Food Stamp Biometric I.D. Program Introduced Under Guise of Fraud Reduction
Thursday, November 29, 2012
At the beginning of 2012, I wrote an article entitled “Cashless Society: India Implements First Biometric ID Program for all of its 1.2 Billion Residents,” where I detailed the Indian UID program being implemented for purposes of “cutting down on corruption” in the distribution of social welfare benefits.
At the time, I wrote in the introduction to the article, “However, current events in India should serve not just as a warning, but also as a foreshadowing of the events to come in the Western world, specifically the United States.” But, while this statement was clearly not an outlandish claim, the fact is that the Indian UID is very similar to programs which are in operation all over the country and that have been operating since at least late 1998.
In some areas like Los Angeles, New York, Connecticut, Illinois, Massachusetts, Texas, Arizona, New Jersey, and California, the slow emergence of the UID-style program for food stamp recipients is clearly evident. Many other areas of the country are considering the implementation of the program as well such as Florida, Maryland, Michigan, South Carolina, Mississippi, and Pennsylvania.

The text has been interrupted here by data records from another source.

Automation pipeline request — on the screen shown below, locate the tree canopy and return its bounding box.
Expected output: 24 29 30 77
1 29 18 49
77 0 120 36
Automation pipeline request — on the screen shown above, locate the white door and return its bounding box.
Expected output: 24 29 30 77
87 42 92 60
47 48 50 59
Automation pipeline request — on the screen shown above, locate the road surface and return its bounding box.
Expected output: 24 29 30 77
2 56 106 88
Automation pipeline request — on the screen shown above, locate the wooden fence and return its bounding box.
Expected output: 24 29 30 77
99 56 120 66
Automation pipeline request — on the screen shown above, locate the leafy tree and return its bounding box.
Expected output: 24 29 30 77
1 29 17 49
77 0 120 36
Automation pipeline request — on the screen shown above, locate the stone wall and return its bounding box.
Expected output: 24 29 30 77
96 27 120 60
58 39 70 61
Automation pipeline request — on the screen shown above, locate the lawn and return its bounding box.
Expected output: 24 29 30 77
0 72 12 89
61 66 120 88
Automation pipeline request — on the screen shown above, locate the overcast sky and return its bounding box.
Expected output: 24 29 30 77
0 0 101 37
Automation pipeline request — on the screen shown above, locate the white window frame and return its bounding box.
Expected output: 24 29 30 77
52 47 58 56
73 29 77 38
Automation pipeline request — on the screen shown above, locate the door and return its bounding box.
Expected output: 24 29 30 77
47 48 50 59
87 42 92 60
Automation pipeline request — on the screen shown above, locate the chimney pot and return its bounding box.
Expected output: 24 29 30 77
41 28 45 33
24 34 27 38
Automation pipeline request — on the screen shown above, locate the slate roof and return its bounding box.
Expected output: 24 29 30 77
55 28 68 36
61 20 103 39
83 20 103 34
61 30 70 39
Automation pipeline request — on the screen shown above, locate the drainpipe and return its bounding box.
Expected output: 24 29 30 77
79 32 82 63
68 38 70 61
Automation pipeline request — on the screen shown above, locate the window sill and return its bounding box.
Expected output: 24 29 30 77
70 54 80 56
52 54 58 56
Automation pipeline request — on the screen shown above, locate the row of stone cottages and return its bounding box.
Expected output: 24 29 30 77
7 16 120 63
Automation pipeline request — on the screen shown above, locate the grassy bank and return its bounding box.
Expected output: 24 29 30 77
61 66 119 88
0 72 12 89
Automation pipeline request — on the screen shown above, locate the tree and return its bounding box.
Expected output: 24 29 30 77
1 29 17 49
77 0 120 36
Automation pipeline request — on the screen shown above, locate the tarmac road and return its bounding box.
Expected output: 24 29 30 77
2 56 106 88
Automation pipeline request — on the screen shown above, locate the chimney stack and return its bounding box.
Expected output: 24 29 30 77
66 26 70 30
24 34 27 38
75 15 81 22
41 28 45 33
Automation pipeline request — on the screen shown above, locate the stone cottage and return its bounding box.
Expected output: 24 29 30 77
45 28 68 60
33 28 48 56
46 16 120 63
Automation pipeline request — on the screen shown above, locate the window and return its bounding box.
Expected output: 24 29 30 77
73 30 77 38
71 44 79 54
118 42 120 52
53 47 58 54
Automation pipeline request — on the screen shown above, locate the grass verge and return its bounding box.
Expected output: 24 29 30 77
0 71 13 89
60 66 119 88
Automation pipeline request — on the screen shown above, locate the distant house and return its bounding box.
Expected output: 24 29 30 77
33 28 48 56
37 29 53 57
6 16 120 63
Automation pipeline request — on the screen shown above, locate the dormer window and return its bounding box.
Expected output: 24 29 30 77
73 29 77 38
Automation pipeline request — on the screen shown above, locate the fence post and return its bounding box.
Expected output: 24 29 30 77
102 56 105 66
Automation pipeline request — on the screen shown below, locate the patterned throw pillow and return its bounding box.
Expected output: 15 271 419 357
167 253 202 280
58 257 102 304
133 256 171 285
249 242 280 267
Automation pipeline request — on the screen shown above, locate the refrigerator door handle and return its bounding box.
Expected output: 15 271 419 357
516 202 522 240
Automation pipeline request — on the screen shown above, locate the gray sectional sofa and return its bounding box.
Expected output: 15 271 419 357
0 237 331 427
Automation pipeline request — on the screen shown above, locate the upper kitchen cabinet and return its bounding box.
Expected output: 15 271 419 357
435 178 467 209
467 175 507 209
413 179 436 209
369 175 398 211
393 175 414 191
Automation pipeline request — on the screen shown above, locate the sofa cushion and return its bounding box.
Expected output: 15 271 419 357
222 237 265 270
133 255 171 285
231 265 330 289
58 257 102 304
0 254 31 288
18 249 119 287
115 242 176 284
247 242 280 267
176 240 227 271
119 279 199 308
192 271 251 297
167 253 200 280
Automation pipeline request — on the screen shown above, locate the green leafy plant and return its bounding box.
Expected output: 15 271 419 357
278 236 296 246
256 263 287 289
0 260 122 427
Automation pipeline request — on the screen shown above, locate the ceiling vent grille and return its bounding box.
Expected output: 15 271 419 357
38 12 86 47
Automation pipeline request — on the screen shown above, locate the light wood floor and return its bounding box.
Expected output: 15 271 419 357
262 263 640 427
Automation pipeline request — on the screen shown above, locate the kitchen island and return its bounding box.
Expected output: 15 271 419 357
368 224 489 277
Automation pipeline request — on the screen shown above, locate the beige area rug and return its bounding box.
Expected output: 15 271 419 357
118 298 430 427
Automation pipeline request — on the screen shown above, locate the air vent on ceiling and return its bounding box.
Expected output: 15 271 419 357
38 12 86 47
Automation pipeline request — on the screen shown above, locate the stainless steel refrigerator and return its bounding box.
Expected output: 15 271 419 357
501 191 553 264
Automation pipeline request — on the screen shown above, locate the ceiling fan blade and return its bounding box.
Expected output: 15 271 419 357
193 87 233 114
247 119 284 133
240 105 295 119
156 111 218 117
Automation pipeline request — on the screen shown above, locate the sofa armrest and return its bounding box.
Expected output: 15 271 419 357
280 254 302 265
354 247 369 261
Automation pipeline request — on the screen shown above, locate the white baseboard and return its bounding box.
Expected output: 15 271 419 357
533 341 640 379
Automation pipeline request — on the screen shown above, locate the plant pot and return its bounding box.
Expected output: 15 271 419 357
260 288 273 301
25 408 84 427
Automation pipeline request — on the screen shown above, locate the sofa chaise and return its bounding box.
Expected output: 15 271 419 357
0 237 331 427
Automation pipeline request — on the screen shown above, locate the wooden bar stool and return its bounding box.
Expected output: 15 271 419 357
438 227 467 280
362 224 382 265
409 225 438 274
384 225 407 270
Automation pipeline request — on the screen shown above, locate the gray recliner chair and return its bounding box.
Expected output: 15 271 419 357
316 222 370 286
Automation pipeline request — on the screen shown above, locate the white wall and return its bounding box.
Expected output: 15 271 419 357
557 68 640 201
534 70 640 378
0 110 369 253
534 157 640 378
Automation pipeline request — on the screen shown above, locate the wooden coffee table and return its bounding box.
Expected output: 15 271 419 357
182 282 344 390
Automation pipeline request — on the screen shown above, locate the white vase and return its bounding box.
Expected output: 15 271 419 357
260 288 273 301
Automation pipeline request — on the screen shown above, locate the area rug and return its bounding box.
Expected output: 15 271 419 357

Like the Indian UID program, the roll-out of the American system will require the fingerprinting of individuals receiving food stamps under the guise of reducing fraud. Yet, like the early status of the Japanese version of the UID, the Juki-Net, the emerging American system is currently being implemented on a state-wide or local basis (county or city), with no administration by the US Federal government.